- Born: March 7, 1847 Wauwatosa, Wisconsin
- Died: 1924 (aged 76–77)
- Occupations: Politician, Real Estate Developer

= Emerson D. Hoyt =

American politician

Emerson D. Hoyt was the first president of the Village of Wauwatosa, Wisconsin and then the town's first mayor.

==Biography==
Hoyt was born on March 7, 1847, in Wauwatosa, Wisconsin. He had no formal education. He would become involved in real estate. He was a member of the Wisconsin State Assembly in 1887, 1893, 1895, and 1896.

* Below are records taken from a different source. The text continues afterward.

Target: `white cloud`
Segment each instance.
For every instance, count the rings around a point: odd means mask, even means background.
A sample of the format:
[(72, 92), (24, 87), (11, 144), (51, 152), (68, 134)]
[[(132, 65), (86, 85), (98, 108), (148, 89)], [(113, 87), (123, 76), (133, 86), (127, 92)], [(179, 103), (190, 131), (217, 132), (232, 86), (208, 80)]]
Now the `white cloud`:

Hoyt served as the president of the Village of Wauwatosa in 1893, 1894, and 1895. He was later elected as the town's first mayor, serving from 1897 through 1904. He also served on the Milwaukee County Parks Commission from 1907 through 1921. Additionally, he was President of the first National Bank of Wauwatosa from 1907 through 1921.

Hoyt died in 1924.

==Legacy==
In 1914 Emerson D. Hoyt donated the lot on 1626 Wauwatosa Avenue for the Wauwatosa Woman's Club Clubhouse with the provision that the structure also be used as a museum to preserve the early history of Wauwatosa. The building was listed on the National Register of Historic Places in 1998 and is still being used.

Hoyt Park and Hoyt Pool are named after Emerson D. Hoyt.